Lawyers for Yanez say the officer fired in self-defense after Castile reached for a gun during a traffic stop in Falcon Heights last July. Ramsey County prosecutors argue there was no justification for firing several times into the car.

The killing of Castile, a 32-year-old black man from St. Paul, by Yanez, a 29-year-old Hispanic officer, sparked weeks of protests about police use of force, especially against people of color. The case is believed to be the first time a Minnesota police officer has been charged with a crime for killing someone in the line of duty.

The video

The dash cam video was shown as part of the prosecution's opening statement Monday. It shows the whole exchange between Yanez and Castile lasted less than 90 seconds, MPR News reports.

Yanez, who had asked Castile for his driver's license, fired the shots less than 10 seconds after Castile told the officer he had a firearm with him, MPR says. "Don't reach for it," Yanez replies.

Castile tells the officer he's not reaching for it, KARE 11 reports, but Yanez interrupts, yelling "Don't pull it out!" The officer then fired seven shots into the car, while also repeating "Don't move," KARE says. Five of the shots hit Castile.

Castile's girlfriend, Diamond Reynolds was in the passenger seat, with her 4-year-old child in the back seat. After the shots are fired, Reynolds yells "Oh my God," the Star Tribune reports, while Yanez unleashes a barrage of profanity.

Reynolds then begins streaming and narrating a Facebook live video. When Yanez, still holding his gun, yells "I told him not to reach for it," Reynolds responds "You told him to get his ID, sir, and his driver's license," the Star Tribune reports.

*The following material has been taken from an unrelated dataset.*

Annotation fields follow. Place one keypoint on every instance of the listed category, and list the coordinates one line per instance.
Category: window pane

Prosecutors noted that Yanez could have told Castile to freeze or put his hands up, MPR says. Defense attorney Paul Engh told jurors Yanez was using his self-defense training. "He has to be proactive. He is trained to go home at the end of the night. He is trained to protect himself,” FOX 9 quotes Engh as saying.

Reynolds takes the stand

Before Monday's proceedings ended, prosecutors called Reynolds to testify. She spoke mostly about her relationship with Castile, FOX says, and is expected to talk about the shooting when testimony resumes on Tuesday.

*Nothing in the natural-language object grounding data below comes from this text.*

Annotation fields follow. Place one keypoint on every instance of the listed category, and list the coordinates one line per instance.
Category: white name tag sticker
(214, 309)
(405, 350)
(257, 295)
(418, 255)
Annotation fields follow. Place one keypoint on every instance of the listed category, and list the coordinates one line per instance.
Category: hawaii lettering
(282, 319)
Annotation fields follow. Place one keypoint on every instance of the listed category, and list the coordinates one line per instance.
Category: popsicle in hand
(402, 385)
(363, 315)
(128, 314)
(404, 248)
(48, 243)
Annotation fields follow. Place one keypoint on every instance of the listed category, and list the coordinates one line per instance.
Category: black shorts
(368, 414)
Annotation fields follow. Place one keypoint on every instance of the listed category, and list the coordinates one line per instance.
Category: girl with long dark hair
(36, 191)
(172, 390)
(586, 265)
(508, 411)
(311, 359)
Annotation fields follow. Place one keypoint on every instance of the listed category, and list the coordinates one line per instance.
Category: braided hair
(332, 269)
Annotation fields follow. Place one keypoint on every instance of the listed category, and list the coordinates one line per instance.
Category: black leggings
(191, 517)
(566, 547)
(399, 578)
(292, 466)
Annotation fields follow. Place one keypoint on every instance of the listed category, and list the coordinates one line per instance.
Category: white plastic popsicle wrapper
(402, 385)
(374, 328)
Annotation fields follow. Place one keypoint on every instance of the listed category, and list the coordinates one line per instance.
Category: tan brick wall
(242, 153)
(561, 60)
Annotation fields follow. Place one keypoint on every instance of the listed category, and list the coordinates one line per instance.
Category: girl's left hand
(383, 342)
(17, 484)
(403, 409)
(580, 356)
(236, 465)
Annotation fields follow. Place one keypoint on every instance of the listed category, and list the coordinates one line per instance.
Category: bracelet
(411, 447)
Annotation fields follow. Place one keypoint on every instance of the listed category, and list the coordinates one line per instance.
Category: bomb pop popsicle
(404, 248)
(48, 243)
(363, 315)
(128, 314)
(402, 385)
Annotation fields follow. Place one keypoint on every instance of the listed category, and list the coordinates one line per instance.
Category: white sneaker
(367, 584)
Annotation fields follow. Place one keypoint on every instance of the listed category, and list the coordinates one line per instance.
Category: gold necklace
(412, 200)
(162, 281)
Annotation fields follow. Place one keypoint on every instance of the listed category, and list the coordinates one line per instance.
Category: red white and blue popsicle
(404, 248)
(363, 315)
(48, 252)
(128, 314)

Earlier Monday, attorneys wrapped up jury selection. The 15 jurors include three alternates.

Two of the jurors are black and according to KSTP the defense tried to have one of them – an Ethiopian-American woman – removed, arguing she lacked a sufficient understanding of the criminal justice system. Prosecutors said that was a pretext to remove the woman because of her race and Judge William Leary rejected the defense challenge, the station says.